Thursday, June 5, 2025 - The Trump administration on Tuesday, June 3, revoked a Biden-era requirement that compelled emergency room doctors to perform abortions for women whose health is in peril, including in states where abortion is restricted or banned.
The Centers for Medicare and Medicaid Services (CMS), a
branch of the Department of Health and Human Services led by Health Secretary
Robert F. Kennedy Jr., announced on June 3 that it would rescind the
July 2022 guidelines issued under the Emergency Medical Treatment and
Active Labor Act (EMTALA).
That law, originally passed in 1986, was designed to
prevent “patient dumping” by requiring Medicare-participating hospitals to
provide stabilizing treatment to patients who can’t pay for treatment rather
than transferring them.
The Biden administration expanded the requirements
in the wake of the repeal of Roe v. Wade, requiring hospitals to perform
abortions as “stabilizing treatment” in emergency situations.

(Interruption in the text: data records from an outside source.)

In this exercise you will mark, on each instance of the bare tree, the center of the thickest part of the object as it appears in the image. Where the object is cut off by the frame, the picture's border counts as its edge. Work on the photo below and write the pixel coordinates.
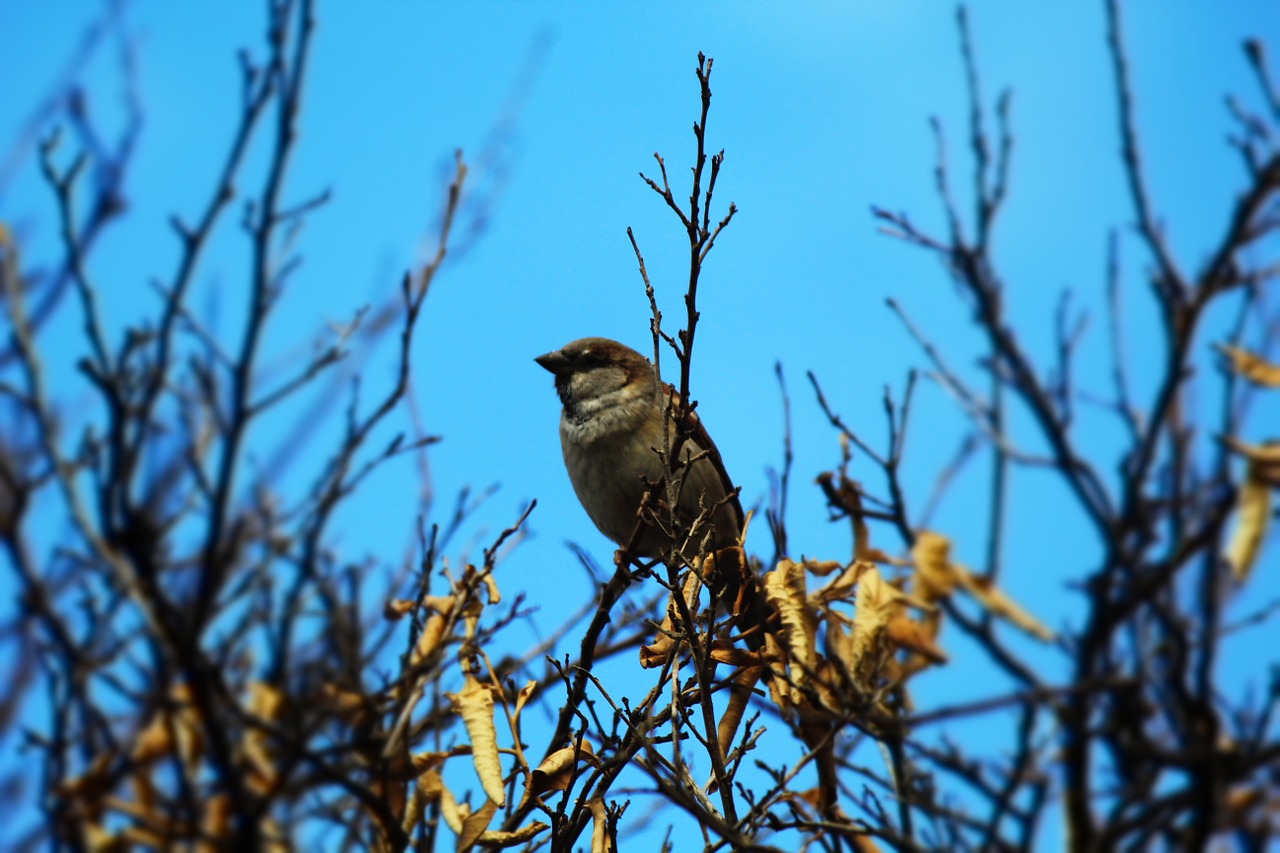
(215, 678)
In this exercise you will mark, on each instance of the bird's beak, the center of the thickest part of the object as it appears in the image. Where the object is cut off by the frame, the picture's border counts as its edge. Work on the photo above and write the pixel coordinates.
(554, 361)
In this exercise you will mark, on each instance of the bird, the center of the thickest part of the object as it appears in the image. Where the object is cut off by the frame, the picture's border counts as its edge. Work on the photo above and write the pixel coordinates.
(611, 428)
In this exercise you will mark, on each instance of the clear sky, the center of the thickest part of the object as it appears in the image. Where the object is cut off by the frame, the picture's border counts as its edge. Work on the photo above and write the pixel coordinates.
(822, 110)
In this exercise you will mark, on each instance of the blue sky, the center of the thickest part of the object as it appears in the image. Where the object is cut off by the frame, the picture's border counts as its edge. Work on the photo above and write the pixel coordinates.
(822, 110)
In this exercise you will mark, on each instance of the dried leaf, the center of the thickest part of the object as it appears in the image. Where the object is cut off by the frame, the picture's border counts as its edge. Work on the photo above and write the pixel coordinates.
(933, 575)
(1251, 366)
(265, 702)
(429, 641)
(475, 824)
(398, 607)
(522, 698)
(452, 811)
(1252, 519)
(1001, 605)
(785, 591)
(556, 771)
(741, 687)
(841, 588)
(513, 838)
(914, 637)
(656, 653)
(877, 603)
(474, 703)
(490, 584)
(600, 839)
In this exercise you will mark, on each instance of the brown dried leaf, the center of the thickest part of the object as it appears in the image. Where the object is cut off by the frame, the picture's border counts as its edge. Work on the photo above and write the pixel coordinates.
(741, 687)
(490, 584)
(429, 641)
(522, 698)
(474, 703)
(1001, 605)
(398, 607)
(933, 575)
(1251, 366)
(782, 692)
(475, 824)
(877, 603)
(785, 591)
(600, 840)
(914, 637)
(265, 702)
(556, 772)
(841, 588)
(656, 653)
(1252, 520)
(513, 838)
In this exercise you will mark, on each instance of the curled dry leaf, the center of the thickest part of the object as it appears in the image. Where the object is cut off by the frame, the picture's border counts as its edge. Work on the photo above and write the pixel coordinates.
(557, 770)
(474, 703)
(600, 839)
(265, 702)
(915, 637)
(841, 587)
(740, 689)
(1001, 605)
(785, 591)
(475, 824)
(877, 603)
(513, 838)
(656, 652)
(398, 607)
(429, 788)
(1252, 520)
(933, 575)
(522, 698)
(937, 578)
(1251, 366)
(429, 641)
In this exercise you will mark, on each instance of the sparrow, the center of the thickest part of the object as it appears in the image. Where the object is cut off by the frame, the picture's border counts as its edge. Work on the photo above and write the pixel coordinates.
(611, 428)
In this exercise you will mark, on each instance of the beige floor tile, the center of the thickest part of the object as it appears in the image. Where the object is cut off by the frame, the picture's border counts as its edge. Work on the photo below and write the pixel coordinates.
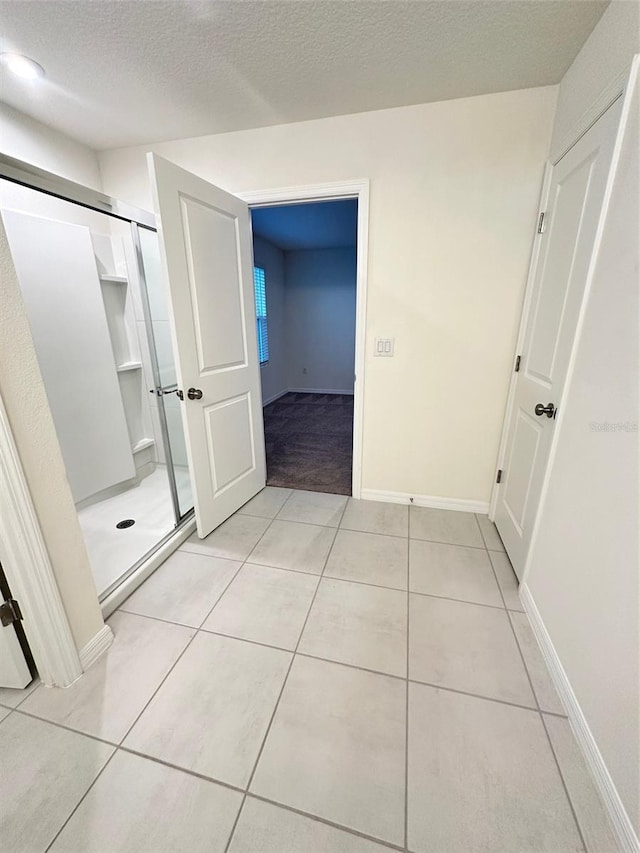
(490, 534)
(336, 748)
(452, 571)
(264, 605)
(369, 558)
(12, 698)
(507, 580)
(45, 772)
(543, 687)
(466, 647)
(313, 508)
(376, 517)
(266, 503)
(264, 828)
(447, 526)
(107, 699)
(212, 712)
(233, 540)
(358, 624)
(140, 806)
(184, 588)
(482, 777)
(288, 545)
(596, 829)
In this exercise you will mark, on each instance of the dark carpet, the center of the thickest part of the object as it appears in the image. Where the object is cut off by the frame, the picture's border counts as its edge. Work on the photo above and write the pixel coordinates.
(309, 441)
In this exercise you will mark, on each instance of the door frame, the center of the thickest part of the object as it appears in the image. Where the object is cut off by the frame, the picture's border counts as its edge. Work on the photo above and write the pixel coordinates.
(355, 189)
(621, 87)
(29, 572)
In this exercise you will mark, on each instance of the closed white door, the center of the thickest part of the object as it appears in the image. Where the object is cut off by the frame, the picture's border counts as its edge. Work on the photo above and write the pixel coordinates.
(571, 220)
(205, 238)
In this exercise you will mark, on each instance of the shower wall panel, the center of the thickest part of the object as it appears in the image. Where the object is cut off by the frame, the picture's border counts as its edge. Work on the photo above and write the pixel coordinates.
(56, 267)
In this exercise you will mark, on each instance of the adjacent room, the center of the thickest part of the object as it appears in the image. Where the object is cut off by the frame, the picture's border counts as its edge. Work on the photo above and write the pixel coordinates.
(305, 280)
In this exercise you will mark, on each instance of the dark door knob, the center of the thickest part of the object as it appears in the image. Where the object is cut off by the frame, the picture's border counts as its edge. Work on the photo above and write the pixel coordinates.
(547, 410)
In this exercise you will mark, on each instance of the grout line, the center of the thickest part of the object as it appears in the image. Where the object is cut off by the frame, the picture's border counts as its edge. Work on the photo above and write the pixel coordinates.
(352, 666)
(535, 696)
(326, 822)
(6, 717)
(284, 683)
(80, 801)
(564, 784)
(180, 769)
(458, 600)
(362, 668)
(406, 732)
(175, 663)
(474, 695)
(66, 728)
(31, 687)
(370, 532)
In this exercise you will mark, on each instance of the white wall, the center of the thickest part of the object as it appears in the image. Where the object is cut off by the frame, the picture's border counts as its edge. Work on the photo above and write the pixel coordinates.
(24, 395)
(583, 567)
(273, 375)
(454, 194)
(605, 56)
(26, 139)
(320, 310)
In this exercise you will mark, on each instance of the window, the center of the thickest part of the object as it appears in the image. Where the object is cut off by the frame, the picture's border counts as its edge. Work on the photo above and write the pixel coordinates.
(260, 288)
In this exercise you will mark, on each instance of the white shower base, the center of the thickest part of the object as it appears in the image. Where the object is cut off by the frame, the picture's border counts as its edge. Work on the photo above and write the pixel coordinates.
(111, 551)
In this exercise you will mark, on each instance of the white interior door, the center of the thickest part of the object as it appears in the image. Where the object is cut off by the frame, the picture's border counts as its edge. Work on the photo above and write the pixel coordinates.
(205, 239)
(573, 210)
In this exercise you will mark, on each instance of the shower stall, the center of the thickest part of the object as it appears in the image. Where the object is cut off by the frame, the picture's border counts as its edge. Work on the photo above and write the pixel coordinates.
(89, 272)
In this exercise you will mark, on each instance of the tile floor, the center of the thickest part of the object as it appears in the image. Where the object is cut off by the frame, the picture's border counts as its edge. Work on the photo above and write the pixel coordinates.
(319, 675)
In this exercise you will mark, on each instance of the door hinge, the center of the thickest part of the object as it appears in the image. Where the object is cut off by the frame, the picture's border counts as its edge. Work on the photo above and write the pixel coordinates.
(10, 612)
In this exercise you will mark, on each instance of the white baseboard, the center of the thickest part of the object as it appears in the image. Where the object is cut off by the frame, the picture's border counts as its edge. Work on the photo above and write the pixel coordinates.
(128, 586)
(320, 391)
(618, 816)
(433, 502)
(96, 647)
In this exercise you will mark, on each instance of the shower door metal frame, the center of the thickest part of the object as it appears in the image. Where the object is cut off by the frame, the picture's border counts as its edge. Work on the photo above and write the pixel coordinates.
(40, 180)
(28, 567)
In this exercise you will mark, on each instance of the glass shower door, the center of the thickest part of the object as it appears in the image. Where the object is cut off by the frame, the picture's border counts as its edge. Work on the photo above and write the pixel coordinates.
(157, 310)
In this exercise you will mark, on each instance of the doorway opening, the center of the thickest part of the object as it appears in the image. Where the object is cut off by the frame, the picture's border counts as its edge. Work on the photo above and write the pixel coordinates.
(305, 277)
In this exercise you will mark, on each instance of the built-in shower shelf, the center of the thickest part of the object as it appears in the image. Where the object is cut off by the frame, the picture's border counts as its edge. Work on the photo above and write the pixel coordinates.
(115, 279)
(142, 444)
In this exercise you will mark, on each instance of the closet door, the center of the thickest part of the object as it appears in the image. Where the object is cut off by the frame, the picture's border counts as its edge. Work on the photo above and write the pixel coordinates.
(572, 217)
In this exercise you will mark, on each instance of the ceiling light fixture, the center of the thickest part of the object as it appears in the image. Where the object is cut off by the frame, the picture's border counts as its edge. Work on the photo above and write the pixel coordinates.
(22, 66)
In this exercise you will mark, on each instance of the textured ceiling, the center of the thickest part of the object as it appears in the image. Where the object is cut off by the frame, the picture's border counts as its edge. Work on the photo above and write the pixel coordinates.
(321, 225)
(123, 72)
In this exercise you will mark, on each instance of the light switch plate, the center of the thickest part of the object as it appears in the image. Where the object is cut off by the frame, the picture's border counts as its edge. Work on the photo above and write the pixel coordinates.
(384, 347)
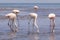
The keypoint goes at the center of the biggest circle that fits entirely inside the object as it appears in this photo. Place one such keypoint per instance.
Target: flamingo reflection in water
(52, 21)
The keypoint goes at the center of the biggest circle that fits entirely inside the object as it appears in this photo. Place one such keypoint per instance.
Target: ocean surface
(42, 21)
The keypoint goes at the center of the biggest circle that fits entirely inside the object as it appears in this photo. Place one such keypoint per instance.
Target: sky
(29, 1)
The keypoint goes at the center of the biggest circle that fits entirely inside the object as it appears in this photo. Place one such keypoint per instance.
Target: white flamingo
(36, 8)
(52, 21)
(12, 20)
(33, 16)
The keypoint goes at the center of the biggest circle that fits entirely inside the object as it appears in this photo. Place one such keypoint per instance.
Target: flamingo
(52, 21)
(12, 20)
(33, 17)
(36, 8)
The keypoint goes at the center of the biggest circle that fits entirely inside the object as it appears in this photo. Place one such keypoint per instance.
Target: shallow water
(22, 34)
(42, 21)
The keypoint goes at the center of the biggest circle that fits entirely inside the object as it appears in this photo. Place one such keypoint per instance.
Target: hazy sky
(29, 1)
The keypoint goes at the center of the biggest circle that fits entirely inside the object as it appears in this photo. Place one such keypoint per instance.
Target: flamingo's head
(51, 15)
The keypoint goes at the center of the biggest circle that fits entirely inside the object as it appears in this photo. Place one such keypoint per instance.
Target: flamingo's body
(52, 21)
(33, 16)
(36, 8)
(12, 20)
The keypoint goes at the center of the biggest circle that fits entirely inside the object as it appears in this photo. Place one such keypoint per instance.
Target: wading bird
(33, 17)
(52, 21)
(12, 20)
(36, 8)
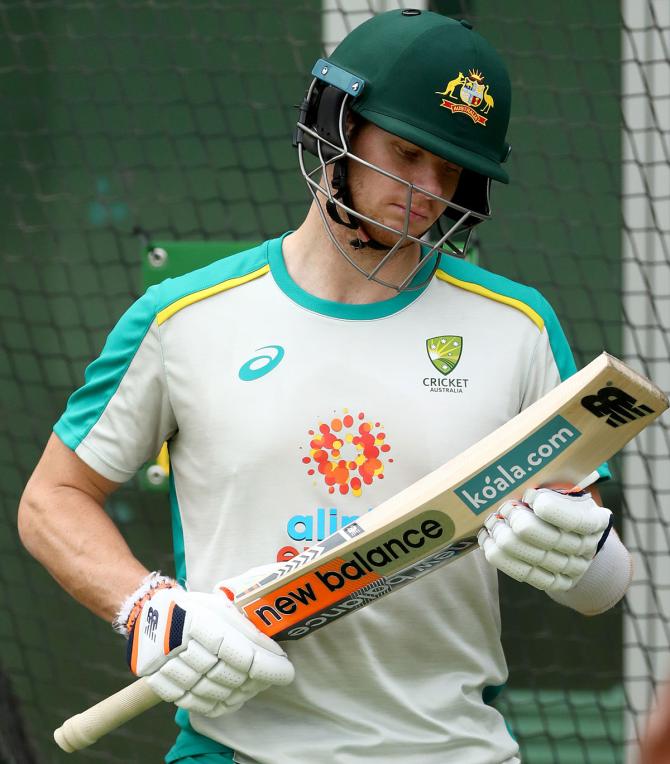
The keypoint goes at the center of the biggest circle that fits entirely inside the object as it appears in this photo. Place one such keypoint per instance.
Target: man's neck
(316, 265)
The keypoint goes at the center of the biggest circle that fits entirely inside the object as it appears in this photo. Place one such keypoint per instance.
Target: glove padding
(199, 652)
(548, 539)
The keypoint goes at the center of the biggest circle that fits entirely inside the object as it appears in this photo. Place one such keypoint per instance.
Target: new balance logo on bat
(616, 405)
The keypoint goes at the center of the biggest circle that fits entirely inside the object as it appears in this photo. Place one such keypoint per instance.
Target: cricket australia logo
(445, 352)
(467, 94)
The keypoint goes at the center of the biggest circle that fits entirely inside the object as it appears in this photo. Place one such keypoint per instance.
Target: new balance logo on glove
(151, 624)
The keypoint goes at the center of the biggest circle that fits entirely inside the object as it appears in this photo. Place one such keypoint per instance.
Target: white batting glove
(548, 539)
(199, 652)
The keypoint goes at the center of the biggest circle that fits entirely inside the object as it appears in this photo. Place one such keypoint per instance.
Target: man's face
(384, 199)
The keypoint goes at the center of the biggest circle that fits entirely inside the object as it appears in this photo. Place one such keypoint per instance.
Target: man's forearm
(72, 536)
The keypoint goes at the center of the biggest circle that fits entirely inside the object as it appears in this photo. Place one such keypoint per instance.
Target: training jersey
(288, 416)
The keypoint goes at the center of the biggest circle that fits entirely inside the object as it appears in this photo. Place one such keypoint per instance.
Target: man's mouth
(415, 214)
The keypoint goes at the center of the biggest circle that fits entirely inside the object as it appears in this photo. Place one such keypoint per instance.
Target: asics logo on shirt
(263, 364)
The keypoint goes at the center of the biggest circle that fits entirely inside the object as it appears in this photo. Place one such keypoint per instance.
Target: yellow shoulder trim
(534, 316)
(203, 294)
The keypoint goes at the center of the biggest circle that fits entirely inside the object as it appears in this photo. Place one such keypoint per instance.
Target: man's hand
(199, 652)
(548, 539)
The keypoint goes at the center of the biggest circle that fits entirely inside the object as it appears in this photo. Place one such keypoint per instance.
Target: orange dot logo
(348, 452)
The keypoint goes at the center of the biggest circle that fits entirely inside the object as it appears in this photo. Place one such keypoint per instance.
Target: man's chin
(386, 238)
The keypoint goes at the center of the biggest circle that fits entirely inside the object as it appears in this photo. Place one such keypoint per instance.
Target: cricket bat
(560, 439)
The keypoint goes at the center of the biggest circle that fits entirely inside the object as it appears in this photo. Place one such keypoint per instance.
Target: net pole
(646, 291)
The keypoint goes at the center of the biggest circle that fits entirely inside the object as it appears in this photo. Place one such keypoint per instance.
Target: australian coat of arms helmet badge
(468, 94)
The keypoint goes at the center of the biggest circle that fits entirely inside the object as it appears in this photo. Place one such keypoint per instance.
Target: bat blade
(560, 438)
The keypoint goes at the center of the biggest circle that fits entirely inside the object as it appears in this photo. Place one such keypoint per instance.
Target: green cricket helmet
(428, 79)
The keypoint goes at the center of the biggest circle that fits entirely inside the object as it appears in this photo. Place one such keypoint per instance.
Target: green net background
(170, 120)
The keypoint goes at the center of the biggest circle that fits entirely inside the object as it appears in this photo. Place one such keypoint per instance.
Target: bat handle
(84, 729)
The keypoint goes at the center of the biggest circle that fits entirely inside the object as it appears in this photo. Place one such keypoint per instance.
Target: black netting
(174, 117)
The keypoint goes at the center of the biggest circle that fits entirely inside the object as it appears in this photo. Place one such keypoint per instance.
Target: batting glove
(198, 651)
(548, 539)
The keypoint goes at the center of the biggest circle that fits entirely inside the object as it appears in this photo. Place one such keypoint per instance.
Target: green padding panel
(166, 259)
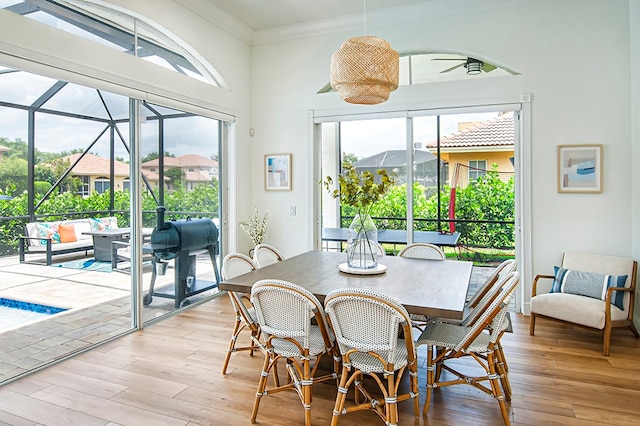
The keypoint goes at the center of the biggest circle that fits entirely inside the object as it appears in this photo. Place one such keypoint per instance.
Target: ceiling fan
(473, 66)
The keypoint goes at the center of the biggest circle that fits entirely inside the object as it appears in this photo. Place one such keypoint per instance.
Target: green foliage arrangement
(256, 226)
(359, 190)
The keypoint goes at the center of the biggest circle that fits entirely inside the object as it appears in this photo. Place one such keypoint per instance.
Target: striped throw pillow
(588, 284)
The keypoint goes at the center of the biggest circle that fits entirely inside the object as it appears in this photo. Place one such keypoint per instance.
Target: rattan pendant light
(365, 70)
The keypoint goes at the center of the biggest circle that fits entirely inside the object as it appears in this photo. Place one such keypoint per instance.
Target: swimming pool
(16, 313)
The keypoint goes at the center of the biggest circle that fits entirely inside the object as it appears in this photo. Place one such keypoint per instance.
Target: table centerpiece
(361, 190)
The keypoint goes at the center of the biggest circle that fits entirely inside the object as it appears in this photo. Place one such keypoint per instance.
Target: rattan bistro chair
(422, 251)
(477, 340)
(285, 312)
(235, 264)
(265, 255)
(366, 326)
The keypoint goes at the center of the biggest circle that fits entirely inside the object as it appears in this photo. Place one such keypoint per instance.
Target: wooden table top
(396, 236)
(427, 287)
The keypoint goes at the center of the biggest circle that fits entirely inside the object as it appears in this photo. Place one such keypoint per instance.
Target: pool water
(16, 313)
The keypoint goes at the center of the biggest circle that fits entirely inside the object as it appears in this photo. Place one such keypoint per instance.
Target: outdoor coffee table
(102, 241)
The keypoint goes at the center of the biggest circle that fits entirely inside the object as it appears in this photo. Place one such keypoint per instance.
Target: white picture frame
(580, 168)
(277, 172)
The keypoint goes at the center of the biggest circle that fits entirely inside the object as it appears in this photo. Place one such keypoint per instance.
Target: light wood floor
(169, 374)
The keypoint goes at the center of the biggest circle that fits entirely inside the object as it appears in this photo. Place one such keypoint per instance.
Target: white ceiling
(268, 14)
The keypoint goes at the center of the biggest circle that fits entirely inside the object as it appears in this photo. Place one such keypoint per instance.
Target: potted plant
(360, 190)
(256, 226)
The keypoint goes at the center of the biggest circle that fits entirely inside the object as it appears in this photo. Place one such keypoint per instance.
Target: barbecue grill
(183, 240)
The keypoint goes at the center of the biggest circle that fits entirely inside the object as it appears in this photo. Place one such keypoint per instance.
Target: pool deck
(98, 303)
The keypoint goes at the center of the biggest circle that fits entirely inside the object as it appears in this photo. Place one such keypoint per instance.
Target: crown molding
(378, 18)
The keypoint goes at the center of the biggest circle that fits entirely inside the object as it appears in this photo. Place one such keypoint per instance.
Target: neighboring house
(94, 172)
(3, 149)
(197, 169)
(477, 147)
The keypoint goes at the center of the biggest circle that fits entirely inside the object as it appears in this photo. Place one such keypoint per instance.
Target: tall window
(84, 189)
(118, 29)
(477, 168)
(434, 158)
(101, 184)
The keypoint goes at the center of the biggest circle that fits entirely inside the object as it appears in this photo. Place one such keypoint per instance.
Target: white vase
(362, 243)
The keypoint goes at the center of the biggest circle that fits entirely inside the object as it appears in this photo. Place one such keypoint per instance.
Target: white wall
(573, 56)
(634, 37)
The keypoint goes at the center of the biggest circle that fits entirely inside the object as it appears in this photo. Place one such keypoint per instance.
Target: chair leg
(503, 371)
(262, 385)
(606, 347)
(341, 396)
(532, 324)
(232, 344)
(495, 387)
(430, 379)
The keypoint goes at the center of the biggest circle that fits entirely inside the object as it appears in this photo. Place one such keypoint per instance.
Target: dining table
(426, 287)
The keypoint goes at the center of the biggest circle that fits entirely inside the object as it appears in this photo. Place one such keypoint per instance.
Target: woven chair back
(488, 313)
(422, 251)
(285, 310)
(500, 272)
(369, 321)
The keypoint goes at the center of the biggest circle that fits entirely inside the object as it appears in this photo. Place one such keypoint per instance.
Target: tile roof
(197, 177)
(190, 160)
(93, 165)
(494, 132)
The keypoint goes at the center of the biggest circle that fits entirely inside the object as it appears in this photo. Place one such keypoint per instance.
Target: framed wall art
(277, 168)
(580, 168)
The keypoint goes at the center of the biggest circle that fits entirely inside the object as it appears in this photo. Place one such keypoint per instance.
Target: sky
(192, 135)
(366, 138)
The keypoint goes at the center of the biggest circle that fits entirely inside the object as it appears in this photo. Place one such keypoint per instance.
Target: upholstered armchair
(590, 290)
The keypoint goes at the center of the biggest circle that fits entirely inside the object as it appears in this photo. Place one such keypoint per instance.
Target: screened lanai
(66, 157)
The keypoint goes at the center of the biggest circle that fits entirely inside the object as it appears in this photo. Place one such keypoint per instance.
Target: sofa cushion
(67, 233)
(82, 226)
(573, 308)
(48, 230)
(104, 223)
(588, 284)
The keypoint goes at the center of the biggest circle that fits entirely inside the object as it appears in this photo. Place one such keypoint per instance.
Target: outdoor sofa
(68, 236)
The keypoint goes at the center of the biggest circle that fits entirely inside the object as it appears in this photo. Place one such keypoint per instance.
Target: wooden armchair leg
(532, 324)
(607, 340)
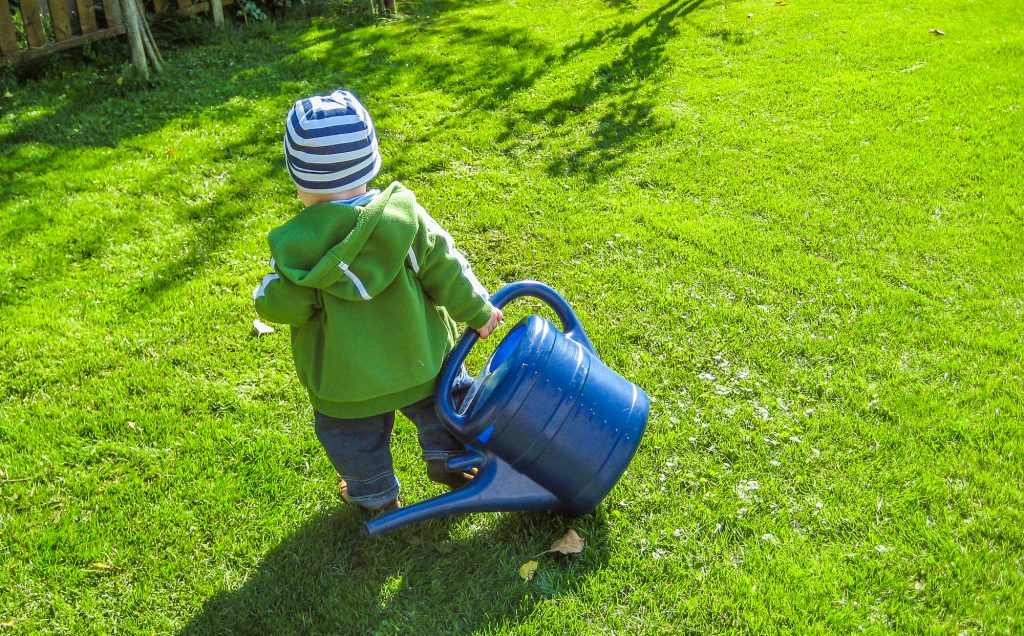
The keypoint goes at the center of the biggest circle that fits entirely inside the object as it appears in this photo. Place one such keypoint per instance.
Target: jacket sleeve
(445, 276)
(280, 300)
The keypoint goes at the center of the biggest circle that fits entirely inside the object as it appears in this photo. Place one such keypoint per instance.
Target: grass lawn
(798, 225)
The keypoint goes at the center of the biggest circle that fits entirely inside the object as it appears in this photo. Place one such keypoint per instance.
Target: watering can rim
(571, 328)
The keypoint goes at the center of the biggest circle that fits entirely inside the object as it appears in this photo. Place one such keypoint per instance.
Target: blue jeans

The government will “continue to enforce” EMTALA “including
for identified emergency medical conditions that place the health of a pregnant
woman or her unborn child in serious jeopardy,” CMS said this week.
In its announcement, the government noted that it “will
work to rectify any perceived legal confusion and instability created by the
former administration’s actions.”
The move by the CMS to rescind the Biden-era requirement was
not a surprise. But it added to growing confusion around emergency care and
abortions since the Supreme Court rescinded the national right to abortion by
overturning Roe v. Wade.
“It basically gives a bright green light to hospitals in red
states to turn away pregnant women who are in peril,” Lawrence O. Gostin, a
health law expert at Georgetown University, said of the Trump administration’s
move.
The administration did not explicitly tell hospitals that
they were free to turn away women seeking abortions in medical emergencies.
Its policy statement said hospitals would still be subject to a
federal law requiring them to provide reproductive health care in emergency
situations. But it did not explain exactly what that meant.
Mr. Gostin and other experts said the murky policy could
have dire consequences for pregnant women by discouraging doctors from
performing emergency abortions in states where abortions are banned or
restricted.
“We’ve already seen since the overturn of Roe that
uncertainty and confusion tends to mean physicians are unwilling to intervene,
and the more unwilling physicians are to intervene, the more risk there is in
pregnancy,” said Mary Ziegler, a professor at the University of
California-Davis and a historian of the American abortion debate.
“This is not just withdrawing what the Biden administration did,” she said.
“It’s creating a lot of unanswered questions about what hospitals are supposed
to do going forward. So more confusion means more risk.”